标注完成后保存为同名的xml文件,并存在原文件夹中。
对于Tensorflow,需要输入专门的TFRecords Format 格式。
写两个小python脚本文件,第一个将文件夹内的xml文件内的信息统一记录到.csv表格中,第二个从.csv表格中创建tfrecord格式。
附上对应代码:
- # xml2csv.py
- import os
- import glob
- import pandas as pd
- import xml.etree.ElementTree as ET
- os.chdir('/home/zzf/tensorflow/models/research/object_detection/images/test')
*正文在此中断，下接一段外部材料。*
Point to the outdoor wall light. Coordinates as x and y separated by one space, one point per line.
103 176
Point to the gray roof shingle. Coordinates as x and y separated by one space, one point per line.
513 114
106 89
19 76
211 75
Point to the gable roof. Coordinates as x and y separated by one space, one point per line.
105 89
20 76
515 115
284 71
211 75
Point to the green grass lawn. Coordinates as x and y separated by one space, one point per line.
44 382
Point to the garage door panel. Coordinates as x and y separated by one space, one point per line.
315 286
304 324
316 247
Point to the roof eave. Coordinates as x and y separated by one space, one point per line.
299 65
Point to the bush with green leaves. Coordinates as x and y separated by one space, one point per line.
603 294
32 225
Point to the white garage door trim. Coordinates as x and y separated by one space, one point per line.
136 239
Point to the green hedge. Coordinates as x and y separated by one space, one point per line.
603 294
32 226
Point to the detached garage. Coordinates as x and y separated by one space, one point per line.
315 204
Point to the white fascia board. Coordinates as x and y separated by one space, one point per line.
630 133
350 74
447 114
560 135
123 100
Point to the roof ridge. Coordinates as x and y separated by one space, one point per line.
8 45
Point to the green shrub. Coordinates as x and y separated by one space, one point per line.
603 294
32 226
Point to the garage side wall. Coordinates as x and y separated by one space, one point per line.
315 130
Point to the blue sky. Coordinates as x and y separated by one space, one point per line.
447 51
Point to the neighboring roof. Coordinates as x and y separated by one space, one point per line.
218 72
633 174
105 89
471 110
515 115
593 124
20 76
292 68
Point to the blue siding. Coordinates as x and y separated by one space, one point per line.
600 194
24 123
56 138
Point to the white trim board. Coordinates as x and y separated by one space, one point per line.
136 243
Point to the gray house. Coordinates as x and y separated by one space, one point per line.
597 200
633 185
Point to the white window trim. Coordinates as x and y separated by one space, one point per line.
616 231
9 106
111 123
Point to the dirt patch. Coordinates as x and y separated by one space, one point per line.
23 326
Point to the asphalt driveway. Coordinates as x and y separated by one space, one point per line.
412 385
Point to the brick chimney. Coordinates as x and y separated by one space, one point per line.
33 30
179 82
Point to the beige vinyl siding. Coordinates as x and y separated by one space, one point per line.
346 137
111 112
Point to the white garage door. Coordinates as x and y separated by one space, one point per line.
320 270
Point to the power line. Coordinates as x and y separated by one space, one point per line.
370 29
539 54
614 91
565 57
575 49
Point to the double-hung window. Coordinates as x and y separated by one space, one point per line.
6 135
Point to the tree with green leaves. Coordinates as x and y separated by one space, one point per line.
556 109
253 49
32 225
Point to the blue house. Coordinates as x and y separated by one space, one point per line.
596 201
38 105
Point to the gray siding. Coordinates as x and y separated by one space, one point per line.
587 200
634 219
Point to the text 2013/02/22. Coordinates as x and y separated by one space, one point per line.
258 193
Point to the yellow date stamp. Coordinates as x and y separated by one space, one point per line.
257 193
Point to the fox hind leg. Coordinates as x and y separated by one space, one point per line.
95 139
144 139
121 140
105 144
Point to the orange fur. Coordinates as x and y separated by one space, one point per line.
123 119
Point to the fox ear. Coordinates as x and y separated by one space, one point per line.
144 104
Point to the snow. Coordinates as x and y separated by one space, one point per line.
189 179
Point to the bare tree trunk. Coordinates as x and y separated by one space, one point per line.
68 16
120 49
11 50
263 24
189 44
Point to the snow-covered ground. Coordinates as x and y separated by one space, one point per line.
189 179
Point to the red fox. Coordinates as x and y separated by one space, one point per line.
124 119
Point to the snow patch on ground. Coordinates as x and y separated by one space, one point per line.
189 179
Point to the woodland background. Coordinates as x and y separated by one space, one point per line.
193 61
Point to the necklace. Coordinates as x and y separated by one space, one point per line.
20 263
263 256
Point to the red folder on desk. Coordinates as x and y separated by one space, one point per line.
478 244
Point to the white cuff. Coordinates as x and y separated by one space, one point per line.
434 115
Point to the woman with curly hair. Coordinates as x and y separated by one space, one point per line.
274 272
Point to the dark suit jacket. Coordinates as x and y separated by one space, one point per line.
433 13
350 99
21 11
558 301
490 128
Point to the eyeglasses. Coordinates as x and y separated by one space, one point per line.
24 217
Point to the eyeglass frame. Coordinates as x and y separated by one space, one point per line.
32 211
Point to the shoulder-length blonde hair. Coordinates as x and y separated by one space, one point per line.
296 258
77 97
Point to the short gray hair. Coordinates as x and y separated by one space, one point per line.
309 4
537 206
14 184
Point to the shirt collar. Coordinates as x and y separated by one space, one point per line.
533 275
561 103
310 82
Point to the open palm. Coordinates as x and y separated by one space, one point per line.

- path = '/home/zzf/tensorflow/models/research/object_detection/images/test'
- def xml_to_csv(path):
- xml_list = []
- for xml_file in glob.glob(path + '/*.xml'):
- tree = ET.parse(xml_file)
- root = tree.getroot()
- for member in root.findall('object'):
- value = (root.find('filename').text,
- int(root.find('size')[0].text),
- int(root.find('size')[1].text),
- member[0].text,
- int(member[4][0].text),
- int(member[4][1].text),
- int(member[4][2].text),
- int(member[4][3].text)
- )
- xml_list.append(value)
- column_name = ['filename', 'width', 'height', 'class', 'xmin', 'ymin', 'xmax', 'ymax']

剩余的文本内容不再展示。